Como o nome indica, o Purgatório é um estado de purificação. Não se trata de um castigo; na verdade, é a própria alma que deseja purificar-se, da mesma forma que deseja o perdão após o pecado. É preciso, portanto, descartar a idéia de que o Purgatório é um tempo de sofrimento imposto, e evitar falar tanto de lugar como de duração. Como se trata unicamente de almas - o corpo morreu -, essa purificação é espiritual e mística. Os mestres da vida espiritual falam dos sofrimentos purificadores pelos quais as almas que seguem o caminho da santidade devem passar aqui na terra para chegarem a uma maior pureza de coração e, portanto, a uma maior união com Deus já nesta vida. O princípio, no caso do Purgatório, é o mesmo: a alma purifica-se pelo sofrimento, que consiste, sobretudo, na privação de Deus.

Mas esta privação - tanto para as almas do Purgatório como para os místicos - é muito diferente da privação irremissível do Inferno. As almas do Purgatório têm a esperança, a caridade e o amor; o seu sofrimento é como o de uma pessoa que estivesse temporariamente exilada, mas sem tristeza; pelo contrário, esse sofrimento é aceito com a certeza de que torna a pessoa digna de viver em Deus, e converte-se assim num meio semelhante à intervenção cirúrgica que se aceita a fim de salvar a própria vida. Aceita-se sofrer para obter um bem, pois quem quer o fim, quer os meios.

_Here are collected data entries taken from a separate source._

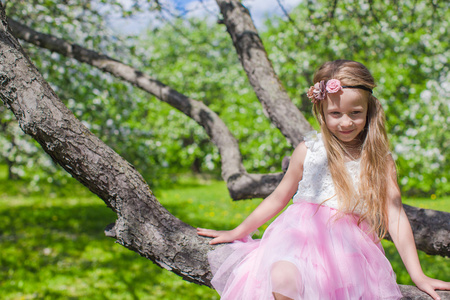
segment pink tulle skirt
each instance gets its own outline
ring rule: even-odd
[[[379,241],[354,215],[307,202],[289,206],[261,240],[210,252],[221,299],[400,299]]]

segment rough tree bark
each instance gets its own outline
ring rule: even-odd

Ainda hoje há garimpeiros que caçam ouro; a sua felicidade consiste em encontrar esse metal, mas, para encontrá-lo, têm muitas vezes de sofrer privações de todo o tipo. Faz parte das regras do jogo. São sustentados pela esperança, mas por uma esperança sem outro fundamento que não a sorte. Em contrapartida, as almas do Purgatório não só aceitam, mas até desejam espontaneamente a purificação, a fim de virem a possuir um bem absoluto que já lhes está assegurado.

 

O fogo do purgatório

 

Por que é que se fala do "fogo" do Purgatório? No Inferno há uma dupla pena, a da privação de Deus e a do remorso, do desespero, um queimor muito intenso na alma, expresso pela imagem do fogo. As almas do Purgatório, em contrapartida, sofrem por ainda não estarem na posse da vida de união direta com Deus, mas não se encontram submetidas à mesma pena de sentido das almas condenadas, uma vez que a sua purificação se faz com esperança e caridade. As "chamas" do Purgatório induzem a pressupor uma semelhança entre esse estado e o Inferno; ora, as almas que se encontram no Purgatório têm a certeza de virem a possuir a felicidade eterna, e, portanto não podem ser infelizes. Mas a imagem do fogo, em que se materializou a idéia da purificação, deriva aqui da necessidade dessa purificação. Encontramos com frequência essa comparação na Sagrada Escritura: a alma deve ser purificada pela tribulação como o ouro pelo fogo. Com efeito, os ourives da antiguidade fundiam o ouro bruto num cadinho aquecido à temperaturas muito altas, retiravam as impurezas que flutuavam sobre a superfície do metal líquido, e obtinham assim o ouro puro. São Pedro afirma que os sofrimentos presentes devem servir para provar o valor da nossa fé, muito mais preciosa que o ouro, o qual se prova pelo fogo (1Pd 1, 7).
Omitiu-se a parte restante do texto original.